# Parsing XML

In Chapter 11, we wrote an XML parser for the neoplasm taxonomy. While parsing
the file, our script automatically checked to determine that the file is well-formed
XML (i.e., if it conforms to the rules of XML syntax). Had there been any nonconforming
lines or characters anywhere in the 10+ megabyte (MB) neoplasm taxonomy
file, our script would have indicated the specific lines in the file where a syntactic error
occurred.
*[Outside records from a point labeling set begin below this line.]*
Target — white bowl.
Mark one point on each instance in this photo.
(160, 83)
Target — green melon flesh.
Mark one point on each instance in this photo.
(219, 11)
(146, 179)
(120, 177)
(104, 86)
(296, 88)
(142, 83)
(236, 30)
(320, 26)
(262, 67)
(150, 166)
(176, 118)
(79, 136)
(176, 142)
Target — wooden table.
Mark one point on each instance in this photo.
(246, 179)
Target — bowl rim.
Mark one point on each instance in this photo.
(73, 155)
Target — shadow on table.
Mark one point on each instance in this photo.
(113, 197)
Let us write a script whose only purpose is to check XML documents for
proper syntax.

In [1]:
import xml.sax
import pprint
parser = xml.sax.make_parser( )
parser.parse('./K11946_Files/NEOCL.XML')

## Script Algorithm: Parsing XML

1. Import an XML parsing module.
2. Create a new parser object.
3. Using a (parsing) method available in the parsing module, provide the method
with the name of the file you wish to parse.
4. The parsing module will send a message to your screen if any parts of the file
are not well formed.

## Analysis: Parsing XML

This script takes just a few lines of code, and parses XML files very quickly. The script
determines whether the XML file is well formed. For this example, I deliberately
opened the 10+ MB neocl.xml file, and created a syntax error by removing the end
of the stage tag a few lines from the end of the file. The script found the error and
reported the file location where the error occurred. Syntax errors, when they occur,
are always detected.
There are basically two types of XML parsing methods: stream methods (such as
our script), and DOM (Document Object Model) methods.
Stream methods parse through the file, much like any text parser, until an XML
“event” occurs (such as an encounter with the beginning of an XML tag, or the end of
an XML tag). When an event occurs, information is collected that must be reconciled
with subsequent events (e.g., every tag must have an end tag, and child tags must end
before the parent tag ends). The streaming parsers permit users to add additional commands
to be executed during an event.
DOM parsers build a model of the XML structure (i.e., all the XML objects and
their relationships to each other). DOMs allow us to use the relationships among
XML objects in applications. The drawback of DOM parsers is that iterations up and
down the relational model, as the XML document is parsed, slow the script. A large
XML document (many megabytes) with a complex XML structure can take a very
long time to parse.
Because I tend to use big XML documents, with many child elements, that have
long lineages, I use stream parsers exclusively. I suspect that healthcare workers, who
use large XML data sets, will tend to rely on stream parsers.

# Dublin Core Metadata

The Dublin Core consists of about 15 data elements, selected by a group of librarians,
that specify the kind of file information a librarian might use to describe a file, index
the described file, and retrieve files based on included information.
There are many publicly available documents that describe the Dublin Core elements:
http://www.ietf.org/rfc/rfc2731.txt
The Dublin Core elements can be inserted into HTML documents, simple XML
documents, or RDF documents. A public document explains exactly how the Dublin
Core elements can be used in these file formats:
http://dublincore.org/documents/usageguide/#rdfxml
An example of a simple, and shortened, Dublin Core file description in RDF format
is shown in Figure 18.1:
Because RDF is a dialect of XML, we can parse RDF files with the same scripts
that parse XML files. Because XML (and RDF) are ASCII files, they can be inserted
into the header sections of image files. When Dublin Core RDF is inserted into an
image file, it can be easily extracted and used to identify the file, and the individual
Dublin Core elements can be combined with Dublin Core elements from other files
to organize a wide range of data sources.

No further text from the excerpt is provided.